These are chat archives for cltk/cltk_api

11th
Feb 2017
Luke Hollis
@lukehollis
Feb 11 2017 19:30
Sent over a PR to the bengali_text_wikisource corpus with a converter.py file and converted_json dir of the converted json files. Not married to this approach, but this is how I’ve been getting texts into the frontend so far, and it seems for the API we need to add the converted files to repos somewhere that can be downloaded with the Corpus importer. Lmk how is best to integrate the converted json files.
Here’s the link to the PR: cltk/bengali_text_wikisource#1
Kyle P. Johnson
@kylepjohnson
Feb 11 2017 20:30
hey Luke! I didn't get an alert about the PR. It looks good to me. I added a few comments to your questions (nothing definitive, though)
Luke Hollis
@lukehollis
Feb 11 2017 20:31
sweet, thanks! got another for sefaria hebrew texts
Kyle P. Johnson
@kylepjohnson
Feb 11 2017 20:31
so cool!
Luke Hollis
@lukehollis
Feb 11 2017 20:32
having separate repos for the converted corpora sounds good to me!

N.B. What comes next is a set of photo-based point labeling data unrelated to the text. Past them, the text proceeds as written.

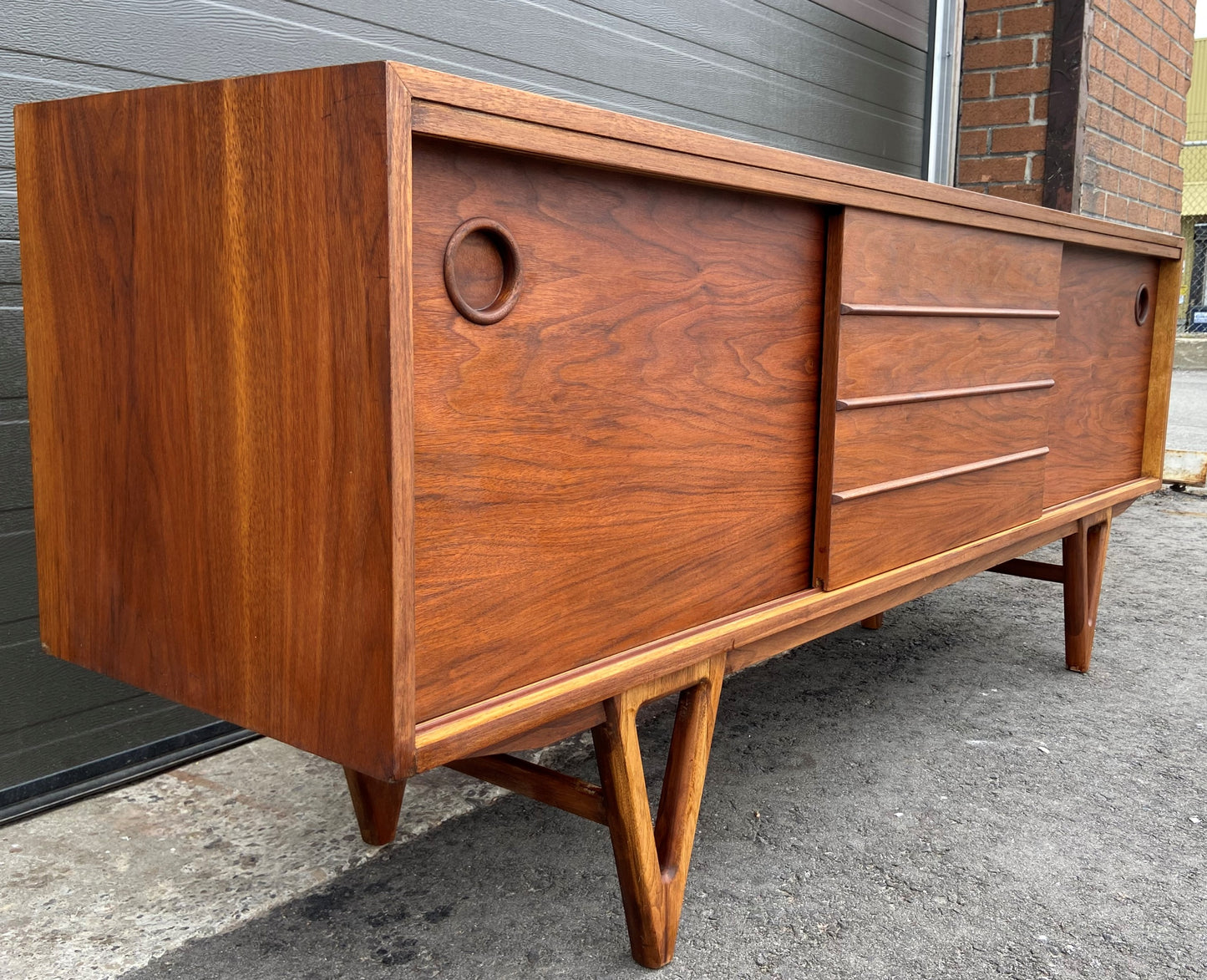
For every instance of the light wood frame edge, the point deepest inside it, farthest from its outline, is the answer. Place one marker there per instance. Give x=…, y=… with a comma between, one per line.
x=1160, y=374
x=576, y=145
x=439, y=89
x=402, y=448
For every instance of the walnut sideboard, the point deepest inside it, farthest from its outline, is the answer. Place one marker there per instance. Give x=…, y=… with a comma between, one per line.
x=415, y=421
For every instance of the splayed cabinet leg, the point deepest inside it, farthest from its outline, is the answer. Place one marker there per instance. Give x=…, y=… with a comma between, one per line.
x=652, y=858
x=1084, y=556
x=377, y=804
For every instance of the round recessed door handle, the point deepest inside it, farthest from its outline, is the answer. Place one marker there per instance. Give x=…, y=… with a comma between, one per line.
x=1144, y=303
x=483, y=272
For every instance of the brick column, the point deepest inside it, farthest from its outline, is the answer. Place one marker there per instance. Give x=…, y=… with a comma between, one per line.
x=1003, y=114
x=1128, y=109
x=1136, y=111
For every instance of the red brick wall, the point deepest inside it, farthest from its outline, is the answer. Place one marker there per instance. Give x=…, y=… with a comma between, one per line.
x=1137, y=75
x=1135, y=117
x=1003, y=114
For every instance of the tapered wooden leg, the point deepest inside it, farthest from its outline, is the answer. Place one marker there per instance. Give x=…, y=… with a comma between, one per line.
x=652, y=860
x=377, y=805
x=1084, y=556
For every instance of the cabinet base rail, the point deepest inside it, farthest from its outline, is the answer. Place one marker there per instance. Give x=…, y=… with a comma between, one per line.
x=652, y=854
x=653, y=851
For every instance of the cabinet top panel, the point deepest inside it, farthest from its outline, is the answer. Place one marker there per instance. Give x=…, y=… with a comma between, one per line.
x=463, y=109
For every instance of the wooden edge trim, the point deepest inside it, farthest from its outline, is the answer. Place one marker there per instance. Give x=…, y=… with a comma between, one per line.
x=872, y=489
x=996, y=312
x=1160, y=372
x=910, y=397
x=835, y=236
x=1025, y=567
x=648, y=157
x=441, y=89
x=537, y=782
x=456, y=734
x=402, y=464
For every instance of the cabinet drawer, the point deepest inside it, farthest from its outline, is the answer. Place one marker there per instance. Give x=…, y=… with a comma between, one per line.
x=937, y=382
x=890, y=528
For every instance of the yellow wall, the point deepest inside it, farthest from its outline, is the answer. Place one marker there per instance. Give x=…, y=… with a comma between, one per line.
x=1194, y=158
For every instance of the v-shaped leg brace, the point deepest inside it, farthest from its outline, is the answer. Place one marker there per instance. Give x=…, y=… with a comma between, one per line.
x=652, y=858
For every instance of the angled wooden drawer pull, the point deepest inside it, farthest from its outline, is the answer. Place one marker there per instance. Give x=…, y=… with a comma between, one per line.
x=872, y=490
x=990, y=312
x=910, y=397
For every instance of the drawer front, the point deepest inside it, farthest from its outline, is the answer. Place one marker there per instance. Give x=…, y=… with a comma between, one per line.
x=631, y=450
x=939, y=345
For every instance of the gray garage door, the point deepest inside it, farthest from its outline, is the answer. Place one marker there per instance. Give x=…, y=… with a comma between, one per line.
x=845, y=80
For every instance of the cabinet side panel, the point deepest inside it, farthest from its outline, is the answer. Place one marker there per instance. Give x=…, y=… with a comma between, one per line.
x=1101, y=367
x=209, y=374
x=631, y=451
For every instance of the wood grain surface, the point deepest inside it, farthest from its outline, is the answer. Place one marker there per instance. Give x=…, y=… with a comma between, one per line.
x=892, y=260
x=484, y=104
x=876, y=444
x=891, y=353
x=874, y=534
x=208, y=285
x=629, y=451
x=1101, y=364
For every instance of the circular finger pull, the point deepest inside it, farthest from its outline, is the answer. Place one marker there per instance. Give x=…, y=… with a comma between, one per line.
x=1142, y=306
x=483, y=273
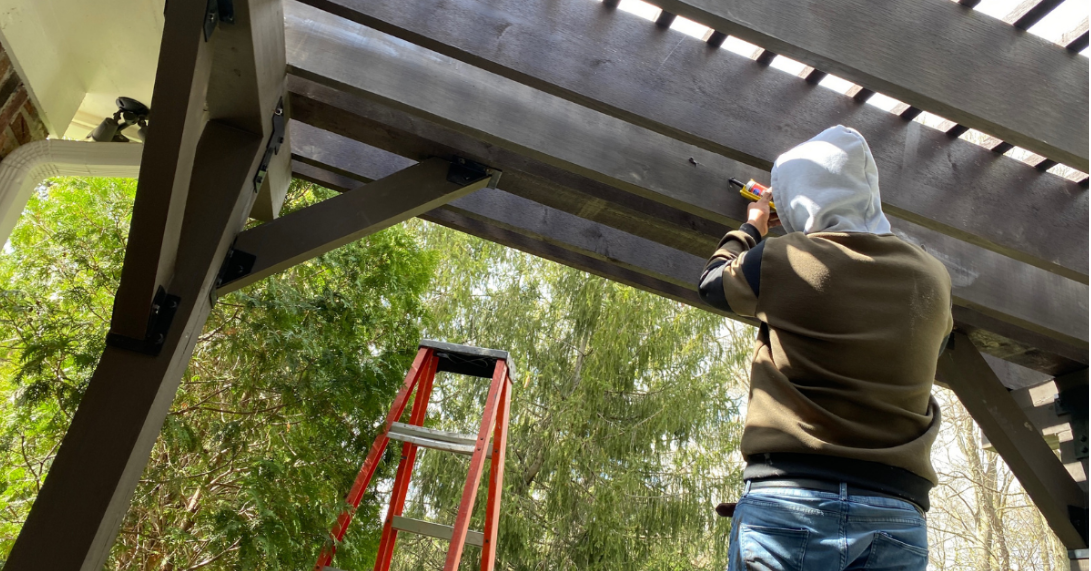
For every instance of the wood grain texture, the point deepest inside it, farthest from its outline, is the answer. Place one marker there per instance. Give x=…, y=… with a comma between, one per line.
x=178, y=98
x=675, y=88
x=958, y=63
x=342, y=219
x=636, y=248
x=1015, y=438
x=639, y=162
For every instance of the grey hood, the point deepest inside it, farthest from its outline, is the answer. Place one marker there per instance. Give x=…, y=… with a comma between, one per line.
x=829, y=183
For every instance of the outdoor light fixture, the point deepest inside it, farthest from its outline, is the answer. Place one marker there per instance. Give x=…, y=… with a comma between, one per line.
x=130, y=112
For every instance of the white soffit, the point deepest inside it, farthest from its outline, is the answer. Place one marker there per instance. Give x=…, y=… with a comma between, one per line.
x=78, y=56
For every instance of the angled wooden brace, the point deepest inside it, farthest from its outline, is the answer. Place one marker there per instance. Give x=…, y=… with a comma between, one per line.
x=1058, y=497
x=217, y=98
x=309, y=233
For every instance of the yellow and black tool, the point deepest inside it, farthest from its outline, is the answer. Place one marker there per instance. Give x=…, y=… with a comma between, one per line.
x=752, y=191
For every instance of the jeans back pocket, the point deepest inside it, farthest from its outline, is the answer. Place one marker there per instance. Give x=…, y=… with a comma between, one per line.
x=892, y=555
x=771, y=548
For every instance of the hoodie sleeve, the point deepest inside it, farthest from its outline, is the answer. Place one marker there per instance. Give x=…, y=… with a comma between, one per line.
x=731, y=280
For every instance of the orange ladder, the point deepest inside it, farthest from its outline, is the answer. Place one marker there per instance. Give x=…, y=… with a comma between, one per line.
x=438, y=356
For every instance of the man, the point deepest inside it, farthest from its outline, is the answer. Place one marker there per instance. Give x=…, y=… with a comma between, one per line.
x=840, y=419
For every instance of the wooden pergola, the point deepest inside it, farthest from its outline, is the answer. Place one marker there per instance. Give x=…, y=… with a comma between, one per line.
x=594, y=138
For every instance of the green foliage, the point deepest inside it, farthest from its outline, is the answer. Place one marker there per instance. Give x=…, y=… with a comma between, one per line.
x=284, y=395
x=624, y=416
x=625, y=409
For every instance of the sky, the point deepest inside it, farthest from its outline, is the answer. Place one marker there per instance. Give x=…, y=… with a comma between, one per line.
x=1054, y=27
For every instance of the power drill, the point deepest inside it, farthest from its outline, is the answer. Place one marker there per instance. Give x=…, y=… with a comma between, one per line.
x=752, y=191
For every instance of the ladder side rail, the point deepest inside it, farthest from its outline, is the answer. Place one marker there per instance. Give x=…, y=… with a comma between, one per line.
x=390, y=535
x=496, y=478
x=477, y=465
x=368, y=470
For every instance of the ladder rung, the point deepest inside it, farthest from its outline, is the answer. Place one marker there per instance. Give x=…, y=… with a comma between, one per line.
x=434, y=439
x=434, y=530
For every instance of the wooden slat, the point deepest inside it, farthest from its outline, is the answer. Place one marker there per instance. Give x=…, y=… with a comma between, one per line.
x=433, y=530
x=615, y=153
x=625, y=248
x=1031, y=12
x=690, y=95
x=86, y=495
x=1000, y=419
x=333, y=223
x=979, y=72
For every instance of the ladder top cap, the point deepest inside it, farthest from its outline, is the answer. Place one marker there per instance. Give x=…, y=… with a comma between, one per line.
x=465, y=359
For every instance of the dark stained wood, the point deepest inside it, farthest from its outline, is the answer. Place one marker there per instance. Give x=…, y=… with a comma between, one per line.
x=247, y=83
x=1015, y=438
x=1036, y=12
x=342, y=219
x=85, y=496
x=1079, y=44
x=692, y=94
x=981, y=83
x=957, y=130
x=978, y=295
x=178, y=99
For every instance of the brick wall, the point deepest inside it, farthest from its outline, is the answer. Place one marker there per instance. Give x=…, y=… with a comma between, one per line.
x=19, y=118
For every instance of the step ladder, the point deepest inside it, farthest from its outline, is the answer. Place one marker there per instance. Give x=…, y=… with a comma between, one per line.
x=438, y=356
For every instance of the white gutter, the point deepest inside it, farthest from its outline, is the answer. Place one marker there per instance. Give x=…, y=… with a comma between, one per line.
x=27, y=166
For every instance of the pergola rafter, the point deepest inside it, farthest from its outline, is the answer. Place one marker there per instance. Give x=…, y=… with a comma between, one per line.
x=614, y=137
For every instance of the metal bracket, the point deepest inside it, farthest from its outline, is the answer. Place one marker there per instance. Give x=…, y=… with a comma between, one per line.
x=1074, y=401
x=464, y=173
x=237, y=263
x=164, y=307
x=217, y=11
x=273, y=147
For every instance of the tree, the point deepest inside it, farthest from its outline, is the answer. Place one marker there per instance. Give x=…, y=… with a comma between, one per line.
x=624, y=416
x=283, y=397
x=981, y=519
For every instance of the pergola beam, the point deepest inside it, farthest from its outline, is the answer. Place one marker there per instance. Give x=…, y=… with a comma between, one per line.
x=311, y=232
x=933, y=55
x=716, y=100
x=583, y=150
x=980, y=294
x=102, y=458
x=1058, y=497
x=198, y=187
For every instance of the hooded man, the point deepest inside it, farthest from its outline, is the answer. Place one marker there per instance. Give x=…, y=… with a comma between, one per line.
x=841, y=419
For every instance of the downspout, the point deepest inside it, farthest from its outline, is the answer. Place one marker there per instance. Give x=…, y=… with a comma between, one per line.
x=27, y=166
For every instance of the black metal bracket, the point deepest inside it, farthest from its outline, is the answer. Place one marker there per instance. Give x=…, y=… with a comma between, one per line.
x=464, y=171
x=1079, y=518
x=273, y=147
x=164, y=307
x=1074, y=401
x=217, y=11
x=237, y=263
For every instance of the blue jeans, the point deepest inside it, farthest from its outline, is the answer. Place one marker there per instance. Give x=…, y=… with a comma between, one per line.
x=794, y=528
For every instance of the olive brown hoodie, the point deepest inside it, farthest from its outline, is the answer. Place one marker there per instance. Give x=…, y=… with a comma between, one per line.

or i suppose we could have all the converted files in one repo
that might make the api easier. the dir names in the single repo could be the corpora that are converted
Kyle P. Johnson
@kylepjohnson
Feb 11 2017 20:34
I would prefer separate files, that is, the json files right next to their "original
" formats
This because we will have lang experts assigned to particular repos (Bengali experts in charge of everything bengali_ and Latinists to latin_)
Luke Hollis
@lukehollis
Feb 11 2017 20:35
that sounds good to me—i’ll create separate repos like bengali_text_wikisource__converted?
Kyle P. Johnson
@kylepjohnson
Feb 11 2017 20:36
If we put everything into one repo, then there could be a drift between source text and our downstream variant
i’ll create separate repos like bengali_text_wikisource__converted
No, I don't think that's necessary either
instead, just put a json dir in the root of the repo
Luke Hollis
@lukehollis
Feb 11 2017 20:36
oh okay that sounds perfect!
Kyle P. Johnson
@kylepjohnson
Feb 11 2017 20:37
See what i'm sayin?
Luke Hollis
@lukehollis
Feb 11 2017 20:37
the sefaria repo had a json dir in the root, so i was using converted_json
Kyle P. Johnson
@kylepjohnson
Feb 11 2017 20:37
So in https://github.com/cltk/bengali_text_wikisource -- just put your new files in under json
For Sepharia, what was in the json dir?
That might have been an earlier attempt as doing what you are doing now
Luke Hollis
@lukehollis
Feb 11 2017 20:39
that’s from Josh with the sefaria export
they’re pretty close, but the text is nested lists instead of dict
Kyle P. Johnson
@kylepjohnson
Feb 11 2017 20:39
Ah yes, the jagged array …
Well, how about we decide upon our own unique namespace for that top-level dir? Like cltk_json or sim.?
Luke Hollis
@lukehollis
Feb 11 2017 20:42
cltk_json sounds good to me!
Kyle P. Johnson
@kylepjohnson
Feb 11 2017 20:42
cool :)
this is kinda exciting, actually. I'll reach out to you, Luke, about how to document this formally in the cltk whitepaper i have finally committed to writing
Luke Hollis
@lukehollis
Feb 11 2017 20:43
awesome! looking forward to hearing more about it
ok to push the cltk_json to repos directly or would you rather check out the prs?
Kyle P. Johnson
@kylepjohnson
Feb 11 2017 20:44
nah, just go ahead to push away!
Luke Hollis
@lukehollis
Feb 11 2017 20:44
:thumbsup:
they have these codex hackathons out your way in sf too :) highly recommended!
Kyle P. Johnson
@kylepjohnson
Feb 11 2017 20:47
really? Let's follow up about this, I want to go
Luke Hollis
@lukehollis
Feb 11 2017 20:49
yeah! first one was at github hq, i think. hrmm.. trying to find more info about it. here’s the website http://codexhackathon.com/